When the finance people start asking hard questions about sales and COGS per user, cybersecurity will be the first thing thrown away. Because "there's no point having it secure if we can't sell it", right?

Hubris

This reads like the standard startup play: sell the story first, keep burn low, chase traction, and promise you'll build it "properly" later.

That might work for a task tracker. It doesn't work for "sync your life, trust us with it, and we'll fix the privacy architecture later."

Hubris. It's the oldest startup killer.

Pickle OS shared some feedback

Oh, by the way, I pasted my block post into my Pickle OS space and asked it to read it through. Here is its feedback:

This is sharp and well-researched. You've identified the same core contradiction we circled around earlier—the current product uses AWS KMS, not the claimed master key architecture—and you've extended it into a much more comprehensive critique.

A few observations:

Strongest points:

  • The CEO's own admission that current encryption is "standard server-side encryption with AWS managed keys" directly contradicts the in-app copy claiming "No one can access your data. Not us, not any attacker." That's not a nuance problem—it's a false statement.
  • The scheduled sync paradox is damning. If Pickle can't access your key, how do nightly Gmail syncs work? You've correctly identified this as architecturally incoherent.
  • The SOC 2 usage without a public report (or even a statement of scope/period) is a valid red flag. "SOC 2 certified" isn't a thing.
  • The data migration problem is real and underappreciated. User-held keys break the standard SaaS operational model.

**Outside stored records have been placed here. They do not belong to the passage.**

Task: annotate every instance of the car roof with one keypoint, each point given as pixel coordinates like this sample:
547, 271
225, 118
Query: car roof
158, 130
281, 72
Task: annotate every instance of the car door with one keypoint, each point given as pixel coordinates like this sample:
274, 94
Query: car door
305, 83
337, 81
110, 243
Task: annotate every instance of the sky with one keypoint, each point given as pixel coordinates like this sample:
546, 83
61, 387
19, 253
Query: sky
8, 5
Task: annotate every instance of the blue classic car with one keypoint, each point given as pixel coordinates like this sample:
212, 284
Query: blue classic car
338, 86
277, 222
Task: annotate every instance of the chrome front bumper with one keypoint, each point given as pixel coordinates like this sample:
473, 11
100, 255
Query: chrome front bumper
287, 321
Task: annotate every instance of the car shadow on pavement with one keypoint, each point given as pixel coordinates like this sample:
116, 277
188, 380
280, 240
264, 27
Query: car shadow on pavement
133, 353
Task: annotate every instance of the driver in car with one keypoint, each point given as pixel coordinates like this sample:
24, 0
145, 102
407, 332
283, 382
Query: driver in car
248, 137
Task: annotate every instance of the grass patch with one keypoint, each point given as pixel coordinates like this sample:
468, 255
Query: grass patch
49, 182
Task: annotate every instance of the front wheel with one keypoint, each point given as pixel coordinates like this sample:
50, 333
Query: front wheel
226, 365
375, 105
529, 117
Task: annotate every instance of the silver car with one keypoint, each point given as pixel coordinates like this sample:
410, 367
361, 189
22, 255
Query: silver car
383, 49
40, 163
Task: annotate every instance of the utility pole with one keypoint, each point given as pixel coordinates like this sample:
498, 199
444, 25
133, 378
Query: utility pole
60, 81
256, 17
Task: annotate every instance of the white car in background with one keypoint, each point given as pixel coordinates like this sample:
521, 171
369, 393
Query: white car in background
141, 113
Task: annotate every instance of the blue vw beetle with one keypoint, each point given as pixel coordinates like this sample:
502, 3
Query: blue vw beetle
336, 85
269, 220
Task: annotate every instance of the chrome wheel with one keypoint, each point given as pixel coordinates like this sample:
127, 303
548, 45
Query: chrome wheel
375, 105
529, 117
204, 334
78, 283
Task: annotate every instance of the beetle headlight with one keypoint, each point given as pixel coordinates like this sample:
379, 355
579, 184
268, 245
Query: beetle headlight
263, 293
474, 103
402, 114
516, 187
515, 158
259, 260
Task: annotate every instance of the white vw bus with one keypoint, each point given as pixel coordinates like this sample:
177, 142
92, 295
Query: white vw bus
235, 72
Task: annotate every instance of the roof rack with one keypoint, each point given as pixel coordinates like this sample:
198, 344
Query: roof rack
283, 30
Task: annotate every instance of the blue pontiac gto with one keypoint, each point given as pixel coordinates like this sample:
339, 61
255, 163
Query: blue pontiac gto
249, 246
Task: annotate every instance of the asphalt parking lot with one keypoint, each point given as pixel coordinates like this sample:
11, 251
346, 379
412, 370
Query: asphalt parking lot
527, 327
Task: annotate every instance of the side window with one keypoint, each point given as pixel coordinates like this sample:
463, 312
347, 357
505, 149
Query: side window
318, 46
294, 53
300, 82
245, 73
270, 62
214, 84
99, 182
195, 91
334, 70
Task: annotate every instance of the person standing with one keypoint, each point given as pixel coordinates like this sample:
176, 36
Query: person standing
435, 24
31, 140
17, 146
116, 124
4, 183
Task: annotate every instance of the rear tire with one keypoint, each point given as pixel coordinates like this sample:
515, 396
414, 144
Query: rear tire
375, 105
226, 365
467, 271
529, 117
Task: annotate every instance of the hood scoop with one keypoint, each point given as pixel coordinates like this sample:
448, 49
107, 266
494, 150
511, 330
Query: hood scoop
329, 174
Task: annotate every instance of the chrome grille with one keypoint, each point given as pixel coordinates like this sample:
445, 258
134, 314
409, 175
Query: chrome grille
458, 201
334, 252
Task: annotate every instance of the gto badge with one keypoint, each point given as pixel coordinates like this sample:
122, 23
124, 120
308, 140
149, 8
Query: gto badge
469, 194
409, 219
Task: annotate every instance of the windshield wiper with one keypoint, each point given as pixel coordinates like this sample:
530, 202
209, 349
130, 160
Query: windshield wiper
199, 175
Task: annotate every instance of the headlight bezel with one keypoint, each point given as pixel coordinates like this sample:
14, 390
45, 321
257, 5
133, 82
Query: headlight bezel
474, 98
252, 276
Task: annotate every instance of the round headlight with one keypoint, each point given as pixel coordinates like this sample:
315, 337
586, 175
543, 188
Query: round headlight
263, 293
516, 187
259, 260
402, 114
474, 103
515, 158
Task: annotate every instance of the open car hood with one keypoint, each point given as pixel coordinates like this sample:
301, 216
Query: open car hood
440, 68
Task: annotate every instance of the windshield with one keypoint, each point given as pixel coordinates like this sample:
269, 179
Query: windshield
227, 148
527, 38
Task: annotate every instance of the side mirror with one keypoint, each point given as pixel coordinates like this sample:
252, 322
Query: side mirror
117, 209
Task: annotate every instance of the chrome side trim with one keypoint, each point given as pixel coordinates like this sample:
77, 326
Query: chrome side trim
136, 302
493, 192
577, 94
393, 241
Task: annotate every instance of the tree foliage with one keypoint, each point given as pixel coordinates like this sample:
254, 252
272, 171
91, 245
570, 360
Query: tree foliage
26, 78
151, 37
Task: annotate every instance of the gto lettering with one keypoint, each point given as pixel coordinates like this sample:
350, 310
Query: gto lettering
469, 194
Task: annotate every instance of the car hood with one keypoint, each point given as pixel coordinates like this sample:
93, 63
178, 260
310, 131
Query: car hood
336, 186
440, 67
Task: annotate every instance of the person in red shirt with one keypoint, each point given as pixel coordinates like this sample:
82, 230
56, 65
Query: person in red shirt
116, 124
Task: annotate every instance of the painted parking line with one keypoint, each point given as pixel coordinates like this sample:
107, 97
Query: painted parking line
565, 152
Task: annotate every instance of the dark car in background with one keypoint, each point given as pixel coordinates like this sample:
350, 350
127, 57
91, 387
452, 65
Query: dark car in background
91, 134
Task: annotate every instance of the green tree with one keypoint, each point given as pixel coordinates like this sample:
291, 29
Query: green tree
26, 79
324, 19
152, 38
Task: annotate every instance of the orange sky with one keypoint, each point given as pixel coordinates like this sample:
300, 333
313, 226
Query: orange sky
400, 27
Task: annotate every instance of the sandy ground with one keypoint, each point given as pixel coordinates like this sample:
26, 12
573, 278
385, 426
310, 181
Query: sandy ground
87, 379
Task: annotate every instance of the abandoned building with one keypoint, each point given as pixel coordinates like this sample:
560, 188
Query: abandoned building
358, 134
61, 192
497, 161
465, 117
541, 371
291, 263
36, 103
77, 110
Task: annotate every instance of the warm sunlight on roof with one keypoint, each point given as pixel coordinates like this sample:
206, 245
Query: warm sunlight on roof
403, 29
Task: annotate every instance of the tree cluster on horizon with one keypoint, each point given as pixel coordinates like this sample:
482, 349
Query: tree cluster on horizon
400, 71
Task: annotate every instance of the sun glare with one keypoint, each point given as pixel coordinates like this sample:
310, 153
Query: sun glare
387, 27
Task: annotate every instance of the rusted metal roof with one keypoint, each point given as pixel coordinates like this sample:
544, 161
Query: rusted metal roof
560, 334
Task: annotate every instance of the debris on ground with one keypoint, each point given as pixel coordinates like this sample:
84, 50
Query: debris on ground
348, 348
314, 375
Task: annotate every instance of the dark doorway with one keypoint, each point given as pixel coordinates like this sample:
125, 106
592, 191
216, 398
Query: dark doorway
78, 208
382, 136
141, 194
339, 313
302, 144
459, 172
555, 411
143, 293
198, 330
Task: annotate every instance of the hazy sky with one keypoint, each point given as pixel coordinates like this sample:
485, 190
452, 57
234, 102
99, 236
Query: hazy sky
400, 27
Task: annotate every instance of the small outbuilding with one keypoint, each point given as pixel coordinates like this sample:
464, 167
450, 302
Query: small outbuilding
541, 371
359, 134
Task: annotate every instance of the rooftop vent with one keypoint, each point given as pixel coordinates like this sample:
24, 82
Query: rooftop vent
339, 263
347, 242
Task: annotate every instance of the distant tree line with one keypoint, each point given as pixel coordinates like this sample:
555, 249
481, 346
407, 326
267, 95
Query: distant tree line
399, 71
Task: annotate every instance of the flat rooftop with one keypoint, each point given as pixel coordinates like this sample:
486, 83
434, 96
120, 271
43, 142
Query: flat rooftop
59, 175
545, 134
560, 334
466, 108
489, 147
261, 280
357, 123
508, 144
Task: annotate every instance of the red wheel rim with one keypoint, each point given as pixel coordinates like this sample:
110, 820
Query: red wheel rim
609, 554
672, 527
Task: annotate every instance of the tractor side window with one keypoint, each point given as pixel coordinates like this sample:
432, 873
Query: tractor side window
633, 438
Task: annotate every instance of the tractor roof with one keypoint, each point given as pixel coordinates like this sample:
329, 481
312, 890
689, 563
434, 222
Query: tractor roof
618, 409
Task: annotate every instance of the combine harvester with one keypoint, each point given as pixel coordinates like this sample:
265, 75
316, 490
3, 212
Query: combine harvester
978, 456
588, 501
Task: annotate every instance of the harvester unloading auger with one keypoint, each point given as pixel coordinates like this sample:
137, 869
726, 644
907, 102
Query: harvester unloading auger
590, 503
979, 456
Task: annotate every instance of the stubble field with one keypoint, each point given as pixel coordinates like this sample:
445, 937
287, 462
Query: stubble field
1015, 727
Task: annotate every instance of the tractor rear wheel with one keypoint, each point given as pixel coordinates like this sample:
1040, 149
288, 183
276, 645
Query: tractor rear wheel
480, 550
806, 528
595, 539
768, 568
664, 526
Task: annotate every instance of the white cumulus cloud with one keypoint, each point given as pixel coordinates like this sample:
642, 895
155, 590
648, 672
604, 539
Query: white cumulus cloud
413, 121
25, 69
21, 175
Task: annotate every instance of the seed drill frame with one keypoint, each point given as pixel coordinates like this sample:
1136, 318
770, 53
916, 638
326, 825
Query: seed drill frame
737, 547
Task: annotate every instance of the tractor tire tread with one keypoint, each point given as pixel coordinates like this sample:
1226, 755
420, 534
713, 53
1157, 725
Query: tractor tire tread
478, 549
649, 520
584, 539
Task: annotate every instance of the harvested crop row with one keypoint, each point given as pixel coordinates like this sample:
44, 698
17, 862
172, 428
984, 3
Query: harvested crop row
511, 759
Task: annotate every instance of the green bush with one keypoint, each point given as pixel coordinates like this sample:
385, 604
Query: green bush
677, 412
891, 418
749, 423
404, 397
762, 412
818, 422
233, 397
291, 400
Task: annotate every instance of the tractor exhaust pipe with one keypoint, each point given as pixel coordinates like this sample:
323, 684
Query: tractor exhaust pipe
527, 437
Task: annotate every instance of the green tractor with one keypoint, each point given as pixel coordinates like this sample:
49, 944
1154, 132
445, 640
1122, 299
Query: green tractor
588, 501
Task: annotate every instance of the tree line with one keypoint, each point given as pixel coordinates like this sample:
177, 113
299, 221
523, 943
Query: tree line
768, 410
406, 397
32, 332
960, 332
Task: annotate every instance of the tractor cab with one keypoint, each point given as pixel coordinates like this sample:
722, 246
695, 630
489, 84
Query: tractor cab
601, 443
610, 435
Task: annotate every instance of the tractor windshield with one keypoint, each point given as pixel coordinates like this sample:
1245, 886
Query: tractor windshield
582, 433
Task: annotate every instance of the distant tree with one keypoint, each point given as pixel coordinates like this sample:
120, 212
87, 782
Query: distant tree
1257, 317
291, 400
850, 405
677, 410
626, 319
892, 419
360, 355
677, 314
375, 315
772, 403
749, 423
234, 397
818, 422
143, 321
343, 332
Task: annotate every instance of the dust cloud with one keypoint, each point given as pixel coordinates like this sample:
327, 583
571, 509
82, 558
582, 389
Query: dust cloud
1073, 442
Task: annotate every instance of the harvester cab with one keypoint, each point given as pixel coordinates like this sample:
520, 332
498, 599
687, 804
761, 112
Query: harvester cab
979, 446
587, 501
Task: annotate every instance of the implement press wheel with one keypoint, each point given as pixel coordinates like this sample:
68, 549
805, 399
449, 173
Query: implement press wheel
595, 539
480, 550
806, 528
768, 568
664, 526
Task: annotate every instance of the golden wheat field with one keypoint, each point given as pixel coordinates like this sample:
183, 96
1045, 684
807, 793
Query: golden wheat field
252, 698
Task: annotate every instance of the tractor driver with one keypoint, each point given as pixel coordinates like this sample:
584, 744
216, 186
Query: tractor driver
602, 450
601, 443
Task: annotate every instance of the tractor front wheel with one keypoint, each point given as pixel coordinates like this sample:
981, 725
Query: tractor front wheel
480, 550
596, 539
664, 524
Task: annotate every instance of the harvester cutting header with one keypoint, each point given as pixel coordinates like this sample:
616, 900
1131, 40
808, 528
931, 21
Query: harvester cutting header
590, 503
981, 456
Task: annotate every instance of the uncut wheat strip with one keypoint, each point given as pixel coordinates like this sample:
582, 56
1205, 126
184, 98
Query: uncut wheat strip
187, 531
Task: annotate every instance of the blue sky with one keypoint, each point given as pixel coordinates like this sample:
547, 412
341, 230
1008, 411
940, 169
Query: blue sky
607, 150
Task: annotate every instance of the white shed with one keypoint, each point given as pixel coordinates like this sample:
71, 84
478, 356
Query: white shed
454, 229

Where it might get pushback:

  • The team experience critique is factually accurate but could be dismissed as ad hominem. Strong teams have been wrong; weak teams have shipped real things. I'd keep it but maybe soften as "this is a concern, not a verdict."
  • The financial viability argument is reasonable but speculative. A VC-backed company can burn for years before unit economics matter.

One thing to consider adding: You don't mention what would satisfy you. A "what Pickle would need to do to make this real" section would strengthen the piece—otherwise it reads as purely destructive rather than constructive criticism.